Adri Nieuwhof, contributrice à The Electronic Intifada a interviewé J.Dugard sur les moyens d’amener Israël à reconnaître ses violations des droits humains, en particulier le mécanisme de juridiction universelle.
Adri Nieuwhof : Pouvez vous expliquer le principe de compétence juridique universelle ?
John Dugard : Pour l’essentiel, la juridiction universelle signifie qu’un Etat a le pouvoir d’exercer une juridiction pour des crimes graves selon la loi internationale, qui ont été commis en dehors des frontières de l’Etat par des non-nationaux. Normalement les Etats sont seulement compétents pour les crimes commis dans leur territoire par des ressortissants nationaux.
AN : Est-ce que les Etats sont responsables de l’exercice de juridiction universelle ?

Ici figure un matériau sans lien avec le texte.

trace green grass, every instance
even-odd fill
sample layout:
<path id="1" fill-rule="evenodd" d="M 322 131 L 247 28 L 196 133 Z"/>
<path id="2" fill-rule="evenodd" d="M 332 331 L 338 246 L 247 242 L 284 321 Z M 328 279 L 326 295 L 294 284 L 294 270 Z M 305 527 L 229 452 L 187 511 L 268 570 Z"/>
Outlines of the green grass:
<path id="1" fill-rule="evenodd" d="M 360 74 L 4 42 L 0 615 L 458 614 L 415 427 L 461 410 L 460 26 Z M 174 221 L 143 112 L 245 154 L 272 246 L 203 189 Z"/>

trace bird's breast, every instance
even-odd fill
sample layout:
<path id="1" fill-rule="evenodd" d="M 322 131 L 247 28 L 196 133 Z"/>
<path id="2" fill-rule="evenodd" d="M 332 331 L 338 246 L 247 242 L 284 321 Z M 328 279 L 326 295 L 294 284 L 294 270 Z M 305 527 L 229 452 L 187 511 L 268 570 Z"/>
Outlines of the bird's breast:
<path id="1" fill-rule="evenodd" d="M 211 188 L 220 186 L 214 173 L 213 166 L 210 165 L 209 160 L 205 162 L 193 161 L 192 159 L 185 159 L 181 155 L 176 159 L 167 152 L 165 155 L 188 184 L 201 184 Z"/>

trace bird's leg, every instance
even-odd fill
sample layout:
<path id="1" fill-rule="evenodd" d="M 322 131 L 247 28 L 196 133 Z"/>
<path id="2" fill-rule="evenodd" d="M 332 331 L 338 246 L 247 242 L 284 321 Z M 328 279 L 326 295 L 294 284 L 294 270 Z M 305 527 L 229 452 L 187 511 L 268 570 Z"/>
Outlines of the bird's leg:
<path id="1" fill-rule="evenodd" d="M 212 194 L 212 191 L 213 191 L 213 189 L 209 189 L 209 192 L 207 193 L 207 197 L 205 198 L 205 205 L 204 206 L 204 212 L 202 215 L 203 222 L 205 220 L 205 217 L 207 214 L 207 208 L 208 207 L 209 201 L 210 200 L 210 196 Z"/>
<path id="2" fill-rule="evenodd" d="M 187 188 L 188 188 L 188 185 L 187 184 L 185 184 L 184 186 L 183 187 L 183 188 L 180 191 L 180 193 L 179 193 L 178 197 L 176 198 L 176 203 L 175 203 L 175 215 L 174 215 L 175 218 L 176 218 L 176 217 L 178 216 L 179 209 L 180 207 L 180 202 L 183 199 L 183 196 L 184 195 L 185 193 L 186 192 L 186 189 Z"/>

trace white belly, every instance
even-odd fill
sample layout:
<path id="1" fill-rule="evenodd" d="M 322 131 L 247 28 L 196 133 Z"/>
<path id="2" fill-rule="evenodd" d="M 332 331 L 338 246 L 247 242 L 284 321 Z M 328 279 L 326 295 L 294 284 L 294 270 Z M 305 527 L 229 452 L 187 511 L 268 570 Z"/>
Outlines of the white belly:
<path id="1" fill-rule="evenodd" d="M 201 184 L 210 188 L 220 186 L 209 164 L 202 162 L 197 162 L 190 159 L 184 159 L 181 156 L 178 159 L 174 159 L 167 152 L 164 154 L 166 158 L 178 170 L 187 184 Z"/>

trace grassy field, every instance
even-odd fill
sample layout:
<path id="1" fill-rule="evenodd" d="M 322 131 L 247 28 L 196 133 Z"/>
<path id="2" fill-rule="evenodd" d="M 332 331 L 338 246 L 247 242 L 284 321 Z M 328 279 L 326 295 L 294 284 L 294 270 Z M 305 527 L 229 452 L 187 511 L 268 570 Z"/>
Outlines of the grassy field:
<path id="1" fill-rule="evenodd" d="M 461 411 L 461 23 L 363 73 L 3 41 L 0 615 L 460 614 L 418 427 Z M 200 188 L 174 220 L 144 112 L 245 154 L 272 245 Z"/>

JD : Oui, si les Etats s’engagent vraiment à éradiquer le crime international et empêcher l’impunité, alors il y a une obligation d’exercer une juridiction universelle. Il est important de réaliser que la Cour Criminelle Internationale de la Haye a limité la juridiction universelle. Si l’impunité doit être évitée, les Etats auront l’obligation de traiter les crimes internationaux eux-mêmes.

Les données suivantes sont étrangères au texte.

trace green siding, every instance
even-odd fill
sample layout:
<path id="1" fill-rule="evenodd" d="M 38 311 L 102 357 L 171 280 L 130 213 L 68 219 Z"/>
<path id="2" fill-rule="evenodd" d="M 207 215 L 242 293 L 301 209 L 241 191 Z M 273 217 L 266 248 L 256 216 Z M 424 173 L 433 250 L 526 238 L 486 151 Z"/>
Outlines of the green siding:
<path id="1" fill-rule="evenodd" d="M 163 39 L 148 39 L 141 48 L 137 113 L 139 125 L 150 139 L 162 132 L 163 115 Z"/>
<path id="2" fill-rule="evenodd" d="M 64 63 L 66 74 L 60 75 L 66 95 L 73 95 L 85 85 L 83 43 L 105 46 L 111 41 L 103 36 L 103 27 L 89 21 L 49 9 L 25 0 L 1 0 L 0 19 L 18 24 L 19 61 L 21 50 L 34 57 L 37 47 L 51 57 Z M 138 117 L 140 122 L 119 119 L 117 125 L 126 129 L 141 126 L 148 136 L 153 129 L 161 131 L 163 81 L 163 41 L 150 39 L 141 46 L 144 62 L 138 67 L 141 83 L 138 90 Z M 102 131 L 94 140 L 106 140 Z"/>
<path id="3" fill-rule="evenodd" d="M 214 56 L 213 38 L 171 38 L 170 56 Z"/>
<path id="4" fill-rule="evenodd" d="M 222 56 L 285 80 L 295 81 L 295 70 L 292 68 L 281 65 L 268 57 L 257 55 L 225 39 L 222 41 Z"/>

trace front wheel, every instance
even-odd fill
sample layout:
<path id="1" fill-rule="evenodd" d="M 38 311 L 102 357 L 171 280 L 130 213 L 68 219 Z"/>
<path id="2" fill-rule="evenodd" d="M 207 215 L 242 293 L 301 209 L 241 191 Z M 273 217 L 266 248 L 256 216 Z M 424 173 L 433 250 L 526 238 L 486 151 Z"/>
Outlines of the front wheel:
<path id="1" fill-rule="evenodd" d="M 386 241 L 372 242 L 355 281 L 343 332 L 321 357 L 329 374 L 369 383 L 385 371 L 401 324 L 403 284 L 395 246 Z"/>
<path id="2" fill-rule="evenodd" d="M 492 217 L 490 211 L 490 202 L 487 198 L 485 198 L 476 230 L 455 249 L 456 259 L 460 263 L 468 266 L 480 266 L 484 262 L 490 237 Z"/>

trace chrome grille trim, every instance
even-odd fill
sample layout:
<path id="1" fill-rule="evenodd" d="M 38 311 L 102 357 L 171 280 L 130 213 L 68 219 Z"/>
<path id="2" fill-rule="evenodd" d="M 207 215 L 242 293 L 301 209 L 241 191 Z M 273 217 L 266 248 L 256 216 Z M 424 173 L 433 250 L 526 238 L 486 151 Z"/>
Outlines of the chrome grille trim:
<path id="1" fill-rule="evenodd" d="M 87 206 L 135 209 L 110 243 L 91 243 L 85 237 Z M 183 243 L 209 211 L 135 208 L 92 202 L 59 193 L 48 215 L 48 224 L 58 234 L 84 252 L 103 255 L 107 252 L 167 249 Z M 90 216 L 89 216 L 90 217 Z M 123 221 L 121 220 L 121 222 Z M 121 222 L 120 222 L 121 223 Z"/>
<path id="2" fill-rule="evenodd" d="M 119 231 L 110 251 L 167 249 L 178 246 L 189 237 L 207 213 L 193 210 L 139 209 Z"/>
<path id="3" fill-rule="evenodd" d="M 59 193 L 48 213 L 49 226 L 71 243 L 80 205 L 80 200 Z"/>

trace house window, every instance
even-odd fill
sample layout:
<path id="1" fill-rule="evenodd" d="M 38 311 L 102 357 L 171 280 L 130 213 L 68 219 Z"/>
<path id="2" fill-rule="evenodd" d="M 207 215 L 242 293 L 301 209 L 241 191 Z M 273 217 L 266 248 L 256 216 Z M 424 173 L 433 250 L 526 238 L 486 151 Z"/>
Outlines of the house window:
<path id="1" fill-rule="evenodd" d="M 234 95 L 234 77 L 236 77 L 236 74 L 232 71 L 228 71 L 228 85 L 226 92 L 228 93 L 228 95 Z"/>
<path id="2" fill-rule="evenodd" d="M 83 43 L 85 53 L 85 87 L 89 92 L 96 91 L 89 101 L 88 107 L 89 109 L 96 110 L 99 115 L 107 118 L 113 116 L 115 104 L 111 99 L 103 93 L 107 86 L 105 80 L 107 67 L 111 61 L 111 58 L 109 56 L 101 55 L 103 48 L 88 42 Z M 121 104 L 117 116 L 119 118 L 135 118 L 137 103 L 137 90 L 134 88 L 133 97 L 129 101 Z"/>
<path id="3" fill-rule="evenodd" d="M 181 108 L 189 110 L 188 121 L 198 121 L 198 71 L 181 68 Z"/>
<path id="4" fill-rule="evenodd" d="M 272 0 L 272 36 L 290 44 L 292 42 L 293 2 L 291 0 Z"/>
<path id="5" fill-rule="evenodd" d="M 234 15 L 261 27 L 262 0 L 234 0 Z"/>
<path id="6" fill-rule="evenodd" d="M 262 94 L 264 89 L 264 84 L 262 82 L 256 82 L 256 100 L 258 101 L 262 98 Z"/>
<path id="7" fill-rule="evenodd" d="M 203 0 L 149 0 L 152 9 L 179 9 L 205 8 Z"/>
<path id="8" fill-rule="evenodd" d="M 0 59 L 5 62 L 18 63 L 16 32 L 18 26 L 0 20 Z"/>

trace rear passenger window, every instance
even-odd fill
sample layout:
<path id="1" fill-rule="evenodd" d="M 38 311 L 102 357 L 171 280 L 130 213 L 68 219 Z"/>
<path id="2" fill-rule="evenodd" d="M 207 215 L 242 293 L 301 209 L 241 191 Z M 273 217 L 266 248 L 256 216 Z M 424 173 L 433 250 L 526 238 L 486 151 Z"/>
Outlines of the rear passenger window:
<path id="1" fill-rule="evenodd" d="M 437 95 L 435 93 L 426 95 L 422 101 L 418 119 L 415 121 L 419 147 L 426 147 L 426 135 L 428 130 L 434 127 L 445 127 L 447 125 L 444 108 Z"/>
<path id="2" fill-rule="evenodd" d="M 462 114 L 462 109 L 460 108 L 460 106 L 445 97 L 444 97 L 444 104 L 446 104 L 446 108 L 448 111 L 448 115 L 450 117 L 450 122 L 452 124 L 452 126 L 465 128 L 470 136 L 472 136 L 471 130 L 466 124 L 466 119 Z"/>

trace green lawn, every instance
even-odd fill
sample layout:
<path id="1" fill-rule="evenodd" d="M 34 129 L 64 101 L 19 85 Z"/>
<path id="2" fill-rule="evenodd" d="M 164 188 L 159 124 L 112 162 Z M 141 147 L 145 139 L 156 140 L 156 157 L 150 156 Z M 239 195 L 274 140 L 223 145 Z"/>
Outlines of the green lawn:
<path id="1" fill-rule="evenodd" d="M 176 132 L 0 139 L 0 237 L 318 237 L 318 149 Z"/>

AN : Pouvez vous spécifier ce que cette obligation des Etats implique ?
JD : Il leur faut instruire des procédures criminelles envers les personnes suspectées de crimes internationaux, pour enquêter et faire comparaître les suspects.
AN : Vous avez parlé pendant la réunion de sélectivité dans la mise en application de la juridiction universelle. Pouvez vous clarifier ce point ?
JD : La juridiction universelle n’est pas très effective pour l’instant. Il y a des difficultés pratiques intrinsèques, en particulier la réunion des preuves. Par exemple, si les Pays Bas jugeaient les crimes graves commis au Rwanda, il lui faudrait réunir des preuves au Rwanda.
Il n’y a pas de volonté manifeste de la part des Etats d’exercer une juridiction universelle, en particulier concernant des responsables politiques israéliens. Quand on tente d’exercer une juridiction universelle à l’endroit d’hommes politiques israéliens, les gouvernements dressent des obstacles ou bien les Cours trouvent quelque raison technique pour éviter d’exercer une juridiction universelle.
AN : Cette sélectivité dans la juridiction universelle cache-t-elle quelque chose ?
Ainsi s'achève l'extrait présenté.